ACP.4.IS

  
  

The 4th AOSD Workshop on Aspects, Components, and Patterns for Infrastructure Software (ACP4IS)

Yvonne Coady is an Assistant Professor of Computer Science at the University of Victoria. She has a Ph.D. from the Department of Computer Science at the University of British Columbia, where she was advised by Gregor Kiczales. Her Ph.D. research focused on the implementation of aspects within operating systems. To support this research, Yvonne is one of the primary developers of AspectC, a language and compiler based on the well-known AspectJ language. Previously, Yvonne did work in other areas of systems development, including adaptive concurrency control mechanisms and the implementation of global memory management in workstation clusters. Yvonne taught Computer Science full time in a small college for seven years before starting her Ph.D. Yvonne is a member of the AOSD.05 program committee.

Eric Eide is a research staff member with the Flux Research Group in the University of Utah School of Computing. Eric's current research is focused on tools and techniques for integrated component-based and aspect-oriented programming of operating systems and middleware. The Flux Group's component tools include Knit, a component definition and linking language for C code, and Jiazzi, a similar language for Java. Previously, Eric was the primary implementor of Flick, a flexible and optimizing IDL compiler that was used to produce CORBA-based stubs for use within a research operating system. Eric has worked with the Flux Group for over eight years and holds a MS degree in CS. Eric was a program committee member for AOSD 2002, the Tutorials Chair for AOSD 2003, and a Workshops and Tutorials Co-Chair for AOSD 2004. Now, he is the Publicity Chair for AOSD.05.
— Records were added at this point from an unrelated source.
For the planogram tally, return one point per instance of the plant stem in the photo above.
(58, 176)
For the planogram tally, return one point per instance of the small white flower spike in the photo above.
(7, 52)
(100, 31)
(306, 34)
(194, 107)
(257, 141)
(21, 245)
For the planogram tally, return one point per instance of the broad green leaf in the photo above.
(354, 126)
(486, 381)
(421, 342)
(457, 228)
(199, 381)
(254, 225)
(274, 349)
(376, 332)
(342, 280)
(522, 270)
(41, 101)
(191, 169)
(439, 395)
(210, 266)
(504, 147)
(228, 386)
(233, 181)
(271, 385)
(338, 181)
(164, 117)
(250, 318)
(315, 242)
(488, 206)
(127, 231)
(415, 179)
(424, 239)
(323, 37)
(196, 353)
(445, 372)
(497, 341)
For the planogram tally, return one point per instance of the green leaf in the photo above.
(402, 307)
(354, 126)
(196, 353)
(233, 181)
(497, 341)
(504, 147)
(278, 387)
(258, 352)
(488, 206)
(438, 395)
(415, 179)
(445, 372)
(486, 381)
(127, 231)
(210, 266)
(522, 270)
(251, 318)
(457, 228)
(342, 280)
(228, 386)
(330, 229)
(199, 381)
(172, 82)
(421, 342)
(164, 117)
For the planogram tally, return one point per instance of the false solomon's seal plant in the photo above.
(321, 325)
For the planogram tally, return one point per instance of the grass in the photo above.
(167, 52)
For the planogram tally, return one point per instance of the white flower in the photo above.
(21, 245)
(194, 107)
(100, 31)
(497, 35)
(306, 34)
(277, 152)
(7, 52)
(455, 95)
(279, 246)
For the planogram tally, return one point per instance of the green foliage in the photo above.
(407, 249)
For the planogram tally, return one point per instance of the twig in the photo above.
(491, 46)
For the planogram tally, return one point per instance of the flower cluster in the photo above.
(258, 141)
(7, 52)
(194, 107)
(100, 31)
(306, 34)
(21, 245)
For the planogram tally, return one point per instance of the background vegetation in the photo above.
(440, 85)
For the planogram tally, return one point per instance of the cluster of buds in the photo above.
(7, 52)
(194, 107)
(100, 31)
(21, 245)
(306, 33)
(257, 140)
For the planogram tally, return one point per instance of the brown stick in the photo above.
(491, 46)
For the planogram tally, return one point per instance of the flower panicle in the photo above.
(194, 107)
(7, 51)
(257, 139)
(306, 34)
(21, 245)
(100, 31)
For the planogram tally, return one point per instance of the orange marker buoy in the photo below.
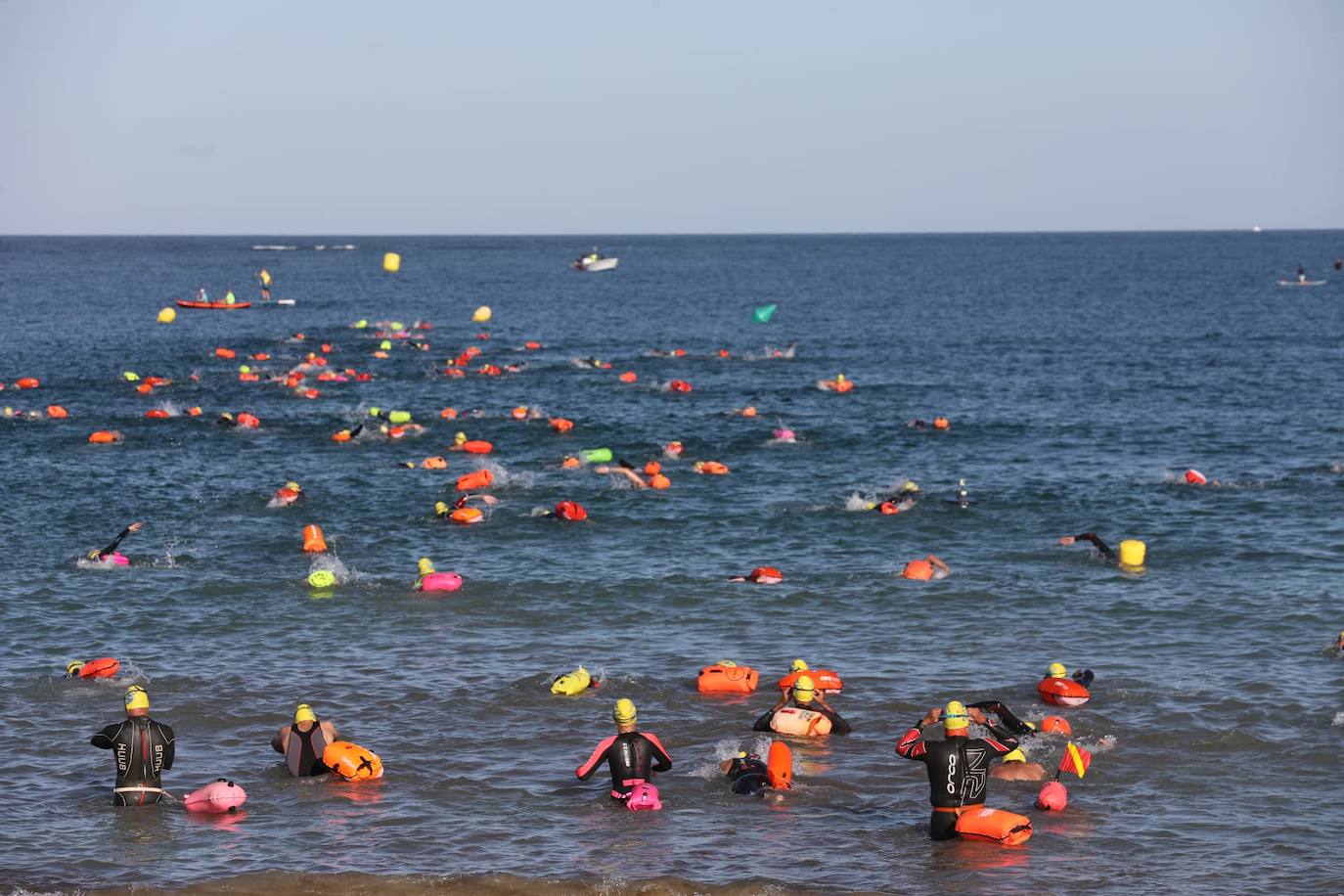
(313, 540)
(474, 481)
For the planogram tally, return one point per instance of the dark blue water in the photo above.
(1082, 375)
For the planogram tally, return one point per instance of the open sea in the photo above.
(1082, 375)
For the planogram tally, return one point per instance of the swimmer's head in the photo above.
(624, 712)
(137, 700)
(955, 716)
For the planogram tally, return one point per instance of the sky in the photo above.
(664, 117)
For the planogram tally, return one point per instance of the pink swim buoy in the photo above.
(215, 798)
(439, 582)
(644, 798)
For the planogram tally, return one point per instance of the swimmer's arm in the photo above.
(105, 738)
(661, 760)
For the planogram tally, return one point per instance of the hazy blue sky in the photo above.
(496, 117)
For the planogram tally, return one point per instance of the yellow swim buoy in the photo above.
(1132, 553)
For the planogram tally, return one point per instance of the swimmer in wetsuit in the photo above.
(805, 696)
(959, 766)
(633, 756)
(304, 741)
(112, 548)
(141, 747)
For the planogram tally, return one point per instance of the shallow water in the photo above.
(1082, 375)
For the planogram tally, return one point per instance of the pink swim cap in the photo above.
(1053, 797)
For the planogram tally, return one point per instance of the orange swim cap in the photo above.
(1055, 726)
(920, 569)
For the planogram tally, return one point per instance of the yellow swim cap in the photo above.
(955, 716)
(624, 712)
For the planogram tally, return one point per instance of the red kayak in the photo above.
(212, 306)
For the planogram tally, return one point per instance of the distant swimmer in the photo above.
(632, 756)
(957, 766)
(804, 696)
(143, 748)
(302, 743)
(927, 569)
(111, 554)
(1132, 551)
(761, 575)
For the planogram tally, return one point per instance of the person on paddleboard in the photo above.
(141, 747)
(957, 766)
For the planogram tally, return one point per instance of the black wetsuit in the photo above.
(632, 758)
(837, 724)
(959, 771)
(111, 548)
(304, 749)
(143, 748)
(747, 776)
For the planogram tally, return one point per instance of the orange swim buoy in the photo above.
(570, 511)
(100, 668)
(466, 516)
(1062, 692)
(822, 680)
(474, 481)
(313, 540)
(995, 825)
(352, 762)
(919, 569)
(719, 679)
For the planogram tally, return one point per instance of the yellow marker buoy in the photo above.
(1132, 553)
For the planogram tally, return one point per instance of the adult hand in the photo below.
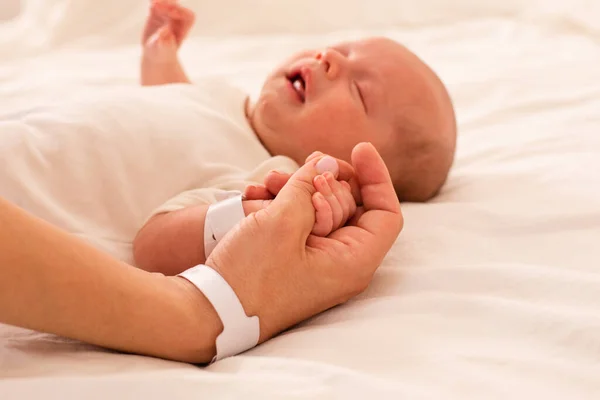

David H. Lorenz is an Assistant Professor of Computer and Information Science at Northeastern University. He has a Ph.D. from the Technion-Israel Institute of Technology. Prof. Lorenz's research interests include concepts of software components, with special interest in adaptive components and component-based design (particularly JavaBeans technology). He teaches courses in Programming Languages, Object-Oriented Design, and Component-Based Programming. He has served on the program committees of International Technology of Object-Oriented Languages and Systems Europe Conferences (TOOLS Europe 2000: Enterprise Architecture, Patterns, Components; and TOOLS Europe 2001: Components for Mobile Computing). David was a co-chair of the OOPSLA '01 Workshop on Language Mechanisms for Programming Software Components, and is a member of the organizing committee (Posters and Demonstrations Co-Chair) for ECOOP '03. He is a member of editorial board of International Journal of Information Technology and Decision Making, World Scientific Publishing Co. David was a member of the AOSD 2004 program committee, and is on the program committee for FOAL '05.

Olaf Spinczyk is an Assistant Professor of Computer Science at the Friedrich-Alexander University Erlangen-Nuremberg, Germany. He received his Ph.D. from the University of Magdeburg, Germany, in 2002 for his research on "Operating System Construction by Aspect-Orientation." An important part of this work was the design of the AspectC++ language, which he started in 2001. AspectC++ is an aspect-oriented language extension for C++. Olaf demonstrated his AspectC++ compiler and its suitability for embedded systems software construction at the AOSD 2003, OOPSLA 2003, and OOSPLA 2004 conferences. He gave a tutorial on AOP with C++ at AOSD 2004 and organized the ECOOP 2002 workshop on Object-Orientation and Operating Systems as well as the ECOOP 2004 workshop on Programming Languages and Operating Systems. His current research is focused on the combination of Generic and Generative Programming with AOP in AspectC++, and on applying these techniques in the implementation of the research operating system family CiAO.